For Carroll, North Street is a place she can show up as her authentic self and trust her neighbors to support her with her disabilities. Both she and Lincicome talk about how the community creates long-lasting relationships between residents, allowing able-bodied residents to knowledgeably and empathetically show up and serve their neighbors with disabilities.
“They’re our friends, they’re our neighbors,” Lincicome says. Thanks to Medicaid funding, those same neighbors can also be trained and paid caregivers, supporting Meek and Lincicome with tasks like lifting him into his wheelchair-accessible van, assisting with medications, and helping him communicate. These responsibilities require specialized skills, and receiving expert care from people who truly know and care for them, just next door, is a rare experience.
Lincicome describes North Street’s ecosystem of care as a rare oasis in a world that often isolates and erases people with disabilities and their caregivers. Instead, their community members understand what life is like for an at-home caregiver and a person with a significant disability. That understanding, explains Linciome, ensures that, “our world doesn’t close into the size of the four walls of our home.

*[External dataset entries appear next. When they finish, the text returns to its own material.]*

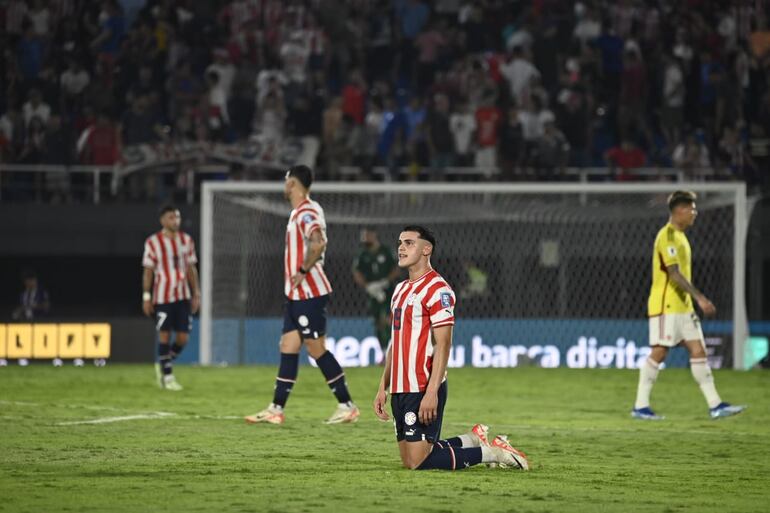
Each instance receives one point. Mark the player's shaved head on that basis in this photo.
(302, 173)
(678, 198)
(423, 233)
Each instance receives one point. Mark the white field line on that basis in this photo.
(127, 414)
(109, 420)
(533, 427)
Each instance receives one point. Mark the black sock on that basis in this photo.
(334, 375)
(165, 359)
(287, 376)
(451, 442)
(450, 458)
(176, 349)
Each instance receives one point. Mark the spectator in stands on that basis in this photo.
(672, 105)
(621, 159)
(36, 108)
(511, 147)
(215, 104)
(575, 122)
(488, 119)
(462, 123)
(354, 97)
(519, 73)
(552, 151)
(34, 301)
(439, 136)
(691, 156)
(73, 81)
(58, 150)
(100, 143)
(30, 54)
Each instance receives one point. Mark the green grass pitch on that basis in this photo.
(195, 453)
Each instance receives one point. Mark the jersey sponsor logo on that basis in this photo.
(396, 319)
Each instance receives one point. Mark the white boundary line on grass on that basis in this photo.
(108, 420)
(532, 427)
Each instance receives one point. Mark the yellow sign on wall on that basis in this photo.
(48, 340)
(45, 341)
(71, 341)
(19, 341)
(97, 340)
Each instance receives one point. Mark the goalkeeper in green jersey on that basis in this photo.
(375, 270)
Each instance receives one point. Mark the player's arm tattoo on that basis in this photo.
(442, 337)
(682, 282)
(316, 248)
(385, 380)
(358, 277)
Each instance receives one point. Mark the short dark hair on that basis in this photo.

Our world is much bigger.”
However, for residents like Meek, Carroll, and Lincicome, living in North Street would not be possible without Medicaid funding.

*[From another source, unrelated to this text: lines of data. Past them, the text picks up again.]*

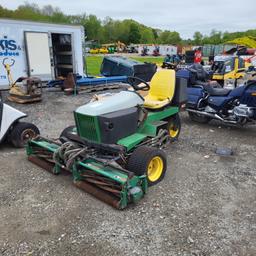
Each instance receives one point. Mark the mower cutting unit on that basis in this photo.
(115, 150)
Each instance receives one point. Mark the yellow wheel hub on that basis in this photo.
(155, 168)
(172, 132)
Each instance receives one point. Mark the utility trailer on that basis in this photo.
(44, 50)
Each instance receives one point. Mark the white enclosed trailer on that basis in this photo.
(38, 49)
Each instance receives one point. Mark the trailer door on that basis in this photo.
(38, 55)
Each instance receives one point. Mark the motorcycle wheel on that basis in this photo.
(199, 118)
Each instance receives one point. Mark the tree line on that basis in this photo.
(110, 31)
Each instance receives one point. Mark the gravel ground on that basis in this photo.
(204, 206)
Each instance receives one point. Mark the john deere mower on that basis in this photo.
(115, 150)
(24, 89)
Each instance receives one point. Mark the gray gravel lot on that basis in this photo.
(204, 206)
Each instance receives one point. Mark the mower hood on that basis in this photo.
(119, 101)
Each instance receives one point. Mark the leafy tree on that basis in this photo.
(197, 38)
(111, 31)
(134, 34)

Medicaid pays for Meek’s home and community supports, including Lincicome, who’s been a caretaker in his life for 31 years. They first met when Meek was just six years old and Lincicome was in college. Lincicome assisted Meek and his family until, as an adult, Meek moved in with her as his full-time at-home caregiver.
The rest of Meek’s medical services are sustained by a patchwork of health insurance. Contributions from Social Security Income (SSI), Medicaid, and Medicare are still not enough to cover all of Meek’s medical costs. Meek’s wheelchair, equipped with a computer communication device, his prescriptions, multiple specialists, and full-time caregiving needs are expensive. While Medicaid has been vital, it’s never been enough by itself and is difficult to access.
Lincicome says they’re lucky. Meek’s family has the financial resources to help fill in the gaps, something many people with disabilities don’t have.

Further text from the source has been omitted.